Experts warn that, after 50 years of research and data collection, migrating birds are spending longer time in Europe than usual, raising the chance that some would forgo their annual winter migration.
According to a Durham University study, cross-continental travelers are remaining in their European breeding sites for roughly 60 days longer each year than they were previously, owing to climate change.
The scientists looked at data from The Gambia in West Africa and Gibraltar that spanned five decades.

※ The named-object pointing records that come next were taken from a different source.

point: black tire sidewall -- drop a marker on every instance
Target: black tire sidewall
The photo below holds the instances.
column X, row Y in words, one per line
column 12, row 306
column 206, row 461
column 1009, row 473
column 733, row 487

The study, published in the journal Global Change Biology, looked at how arrival and departure dates changed over time using data collected by ornithologists in The Gambia, Gibraltar Ornithological Society, and the Natural History Society between 1991 and 2018.
The study’s findings show that birds are making “more complicated and delicate decisions” in response to variables such as “climatic conditions and accessible vegetation.”
“If the trends we’ve seen in this study continue, we may see some birds spend the entire year in Europe rather than Sub-Saharan Africa,” said main author Kieran Lawrence of Durham’s department of biosciences.
If the birds do not migrate, he believes there would be more competition for food in Europe during the winter and autumn.
According to the project’s head, Professor Stephen Willis, his team will develop a new strategy for projecting migrations and future situations.